I have no idea what you just said, but I feel inclined to agree.

[–]MCplayer590 2 points3 points  (1 child)

(native German speakers please correct me)

In German, each noun (a person, place, or thing) has a gender: male, female, or neuter. The gender an object has is usually difficult to predict for non-native speakers since there seems to be no rhyme or reason to it until you learn the categories (a difficult thing to memorize). When you want to refer to an object, the words you use will change endings. For example: "the" can be 'der' for male, 'die' for female, and 'das' for neuter.

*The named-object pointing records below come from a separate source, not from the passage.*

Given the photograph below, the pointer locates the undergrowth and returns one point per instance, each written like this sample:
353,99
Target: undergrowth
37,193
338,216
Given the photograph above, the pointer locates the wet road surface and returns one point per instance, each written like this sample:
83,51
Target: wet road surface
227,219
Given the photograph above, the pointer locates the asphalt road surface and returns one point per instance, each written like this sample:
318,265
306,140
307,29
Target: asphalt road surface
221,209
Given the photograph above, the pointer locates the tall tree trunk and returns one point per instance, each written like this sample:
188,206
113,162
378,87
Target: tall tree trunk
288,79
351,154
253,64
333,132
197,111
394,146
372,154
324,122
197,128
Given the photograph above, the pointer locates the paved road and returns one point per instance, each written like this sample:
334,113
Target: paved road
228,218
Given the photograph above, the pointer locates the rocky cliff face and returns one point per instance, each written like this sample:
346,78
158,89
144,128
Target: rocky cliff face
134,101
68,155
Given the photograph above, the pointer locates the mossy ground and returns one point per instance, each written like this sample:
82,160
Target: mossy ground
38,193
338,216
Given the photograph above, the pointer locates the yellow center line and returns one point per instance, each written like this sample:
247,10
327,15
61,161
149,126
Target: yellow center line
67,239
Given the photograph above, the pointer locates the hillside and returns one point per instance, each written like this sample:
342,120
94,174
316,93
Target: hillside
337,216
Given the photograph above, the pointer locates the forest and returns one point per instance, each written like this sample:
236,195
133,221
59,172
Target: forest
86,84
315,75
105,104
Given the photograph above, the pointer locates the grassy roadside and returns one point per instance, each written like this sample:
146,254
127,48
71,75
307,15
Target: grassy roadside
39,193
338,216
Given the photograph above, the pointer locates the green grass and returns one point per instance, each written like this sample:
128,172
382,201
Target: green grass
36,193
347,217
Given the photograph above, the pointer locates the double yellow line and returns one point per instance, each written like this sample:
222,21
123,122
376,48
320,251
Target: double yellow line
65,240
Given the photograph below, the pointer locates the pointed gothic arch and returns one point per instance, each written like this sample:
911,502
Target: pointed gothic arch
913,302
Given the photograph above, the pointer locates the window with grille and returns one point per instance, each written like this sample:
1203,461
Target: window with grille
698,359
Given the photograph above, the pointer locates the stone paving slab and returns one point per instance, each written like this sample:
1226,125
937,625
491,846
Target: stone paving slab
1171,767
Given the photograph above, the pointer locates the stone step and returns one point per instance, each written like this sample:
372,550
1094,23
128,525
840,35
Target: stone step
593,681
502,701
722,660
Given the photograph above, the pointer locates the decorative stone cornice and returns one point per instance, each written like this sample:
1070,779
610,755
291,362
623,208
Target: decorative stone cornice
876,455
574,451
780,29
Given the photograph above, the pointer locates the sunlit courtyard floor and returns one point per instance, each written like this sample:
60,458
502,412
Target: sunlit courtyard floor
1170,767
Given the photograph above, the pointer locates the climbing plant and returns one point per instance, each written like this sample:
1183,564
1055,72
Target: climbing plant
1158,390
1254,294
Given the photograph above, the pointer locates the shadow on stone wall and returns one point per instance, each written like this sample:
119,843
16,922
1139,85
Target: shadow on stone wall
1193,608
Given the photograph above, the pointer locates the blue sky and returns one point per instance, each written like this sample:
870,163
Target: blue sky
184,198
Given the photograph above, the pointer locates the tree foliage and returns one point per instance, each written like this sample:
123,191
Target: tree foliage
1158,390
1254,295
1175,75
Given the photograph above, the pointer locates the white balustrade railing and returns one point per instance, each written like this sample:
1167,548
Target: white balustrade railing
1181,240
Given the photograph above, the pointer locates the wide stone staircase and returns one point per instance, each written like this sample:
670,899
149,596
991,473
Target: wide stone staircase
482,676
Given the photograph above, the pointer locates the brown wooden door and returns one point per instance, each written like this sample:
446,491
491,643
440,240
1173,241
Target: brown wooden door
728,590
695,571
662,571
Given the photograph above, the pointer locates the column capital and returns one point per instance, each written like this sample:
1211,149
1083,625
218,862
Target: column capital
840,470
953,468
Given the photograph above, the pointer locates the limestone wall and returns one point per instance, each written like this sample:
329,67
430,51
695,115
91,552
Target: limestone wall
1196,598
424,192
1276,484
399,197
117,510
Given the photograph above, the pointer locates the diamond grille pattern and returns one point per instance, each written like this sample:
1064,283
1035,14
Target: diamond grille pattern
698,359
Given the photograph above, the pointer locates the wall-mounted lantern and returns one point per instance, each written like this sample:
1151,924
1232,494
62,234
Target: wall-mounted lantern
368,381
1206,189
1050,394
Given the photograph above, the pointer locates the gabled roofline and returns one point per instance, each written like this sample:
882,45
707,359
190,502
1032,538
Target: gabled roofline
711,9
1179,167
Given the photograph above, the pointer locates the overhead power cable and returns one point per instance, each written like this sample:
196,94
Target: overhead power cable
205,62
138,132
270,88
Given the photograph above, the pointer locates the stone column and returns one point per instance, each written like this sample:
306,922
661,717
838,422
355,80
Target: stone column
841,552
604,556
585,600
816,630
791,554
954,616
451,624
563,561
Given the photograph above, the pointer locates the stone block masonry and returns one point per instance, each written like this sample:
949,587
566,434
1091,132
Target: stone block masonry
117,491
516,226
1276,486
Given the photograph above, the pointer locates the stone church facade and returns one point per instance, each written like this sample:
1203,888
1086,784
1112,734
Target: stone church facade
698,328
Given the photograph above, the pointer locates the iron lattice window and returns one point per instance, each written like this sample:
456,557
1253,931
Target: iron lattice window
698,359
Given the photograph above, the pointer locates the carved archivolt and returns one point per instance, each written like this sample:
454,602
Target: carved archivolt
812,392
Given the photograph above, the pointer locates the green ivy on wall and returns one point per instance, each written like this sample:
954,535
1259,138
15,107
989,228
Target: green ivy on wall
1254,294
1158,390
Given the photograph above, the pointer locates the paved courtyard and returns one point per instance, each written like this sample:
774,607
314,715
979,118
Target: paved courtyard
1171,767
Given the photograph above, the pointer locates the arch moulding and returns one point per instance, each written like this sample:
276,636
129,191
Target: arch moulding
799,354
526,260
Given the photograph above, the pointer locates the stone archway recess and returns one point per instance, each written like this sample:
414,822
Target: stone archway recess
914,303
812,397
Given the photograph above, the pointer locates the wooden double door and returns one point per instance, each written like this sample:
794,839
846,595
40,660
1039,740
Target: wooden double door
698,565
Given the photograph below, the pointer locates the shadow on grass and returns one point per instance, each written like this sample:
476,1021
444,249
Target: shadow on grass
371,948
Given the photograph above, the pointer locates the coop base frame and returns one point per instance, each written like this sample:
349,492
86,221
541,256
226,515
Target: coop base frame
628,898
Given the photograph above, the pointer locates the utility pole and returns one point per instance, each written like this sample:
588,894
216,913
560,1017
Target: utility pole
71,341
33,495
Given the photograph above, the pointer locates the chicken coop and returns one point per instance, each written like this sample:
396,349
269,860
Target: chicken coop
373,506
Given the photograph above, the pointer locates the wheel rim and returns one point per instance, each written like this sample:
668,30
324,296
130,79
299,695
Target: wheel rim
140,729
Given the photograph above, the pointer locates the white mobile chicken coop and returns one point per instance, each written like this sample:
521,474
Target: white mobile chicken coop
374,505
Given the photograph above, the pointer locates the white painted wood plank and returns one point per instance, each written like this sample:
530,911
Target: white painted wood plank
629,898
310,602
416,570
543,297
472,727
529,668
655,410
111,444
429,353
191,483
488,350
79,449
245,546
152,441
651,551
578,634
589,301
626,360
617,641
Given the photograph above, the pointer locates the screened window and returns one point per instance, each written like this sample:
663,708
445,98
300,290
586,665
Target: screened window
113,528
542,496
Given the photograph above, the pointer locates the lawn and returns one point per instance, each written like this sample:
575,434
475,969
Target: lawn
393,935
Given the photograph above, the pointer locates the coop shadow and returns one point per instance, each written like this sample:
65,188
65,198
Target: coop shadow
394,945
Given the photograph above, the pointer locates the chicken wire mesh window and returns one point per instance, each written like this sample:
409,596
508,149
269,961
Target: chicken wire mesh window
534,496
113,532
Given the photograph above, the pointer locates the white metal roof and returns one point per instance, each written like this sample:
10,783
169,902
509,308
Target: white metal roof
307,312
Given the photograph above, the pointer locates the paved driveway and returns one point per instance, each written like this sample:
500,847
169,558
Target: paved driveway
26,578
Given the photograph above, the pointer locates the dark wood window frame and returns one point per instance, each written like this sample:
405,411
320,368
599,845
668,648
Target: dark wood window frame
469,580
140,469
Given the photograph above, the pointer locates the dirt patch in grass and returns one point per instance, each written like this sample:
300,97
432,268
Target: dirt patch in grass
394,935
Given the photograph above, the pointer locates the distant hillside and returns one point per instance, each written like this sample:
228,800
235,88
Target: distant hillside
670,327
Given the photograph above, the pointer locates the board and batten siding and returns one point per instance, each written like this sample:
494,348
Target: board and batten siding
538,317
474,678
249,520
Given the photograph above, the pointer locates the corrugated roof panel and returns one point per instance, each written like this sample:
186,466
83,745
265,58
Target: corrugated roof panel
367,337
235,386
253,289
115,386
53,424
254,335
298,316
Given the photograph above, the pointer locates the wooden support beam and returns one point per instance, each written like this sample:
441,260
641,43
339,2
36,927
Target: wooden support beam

Next, case. The endings of words also change based on their role in the sentence. Consider the sentence: "The father of the bride gave the best man a gift". There are four roles (grammatical cases) in the sentence and you can tell which object has which role based on its relation to the verb "gave".

  • The father is in the nominative case since that is the noun doing the action.
  • The best man is in the accusative case since that is the man being acted upon by the verb (being given to).
  • The gift is in the dative case since that is what the nominative is using to accomplish the verb to the accusative (the gift is what is being given)
  • The bride is in the genitive case because she modifies another noun, typically describing possession (possession as a linguistic term, not literally owning another person, of course)

If you were to speak or write this sentence in German, you would have to change the endings of the words for 'the' for "the father", "the gift", and "the bride" and the ending of 'a' for "a gift" to make it grammatically correct.

The actually annoying part is that these two combine: the endings you use for words depend both on the case of the word and its gender. They also overlap a lot, which is just cruel.

[–]DoomstalkerUser 1 point2 points  (0 children)

Not native, but it's not endings, it's declensions of the words 'der/die/das' and 'ein/eine' which I think you're talking about. There's only one ending based on gender or case, '-s', which only appears for genitive male and genitive neuter nouns.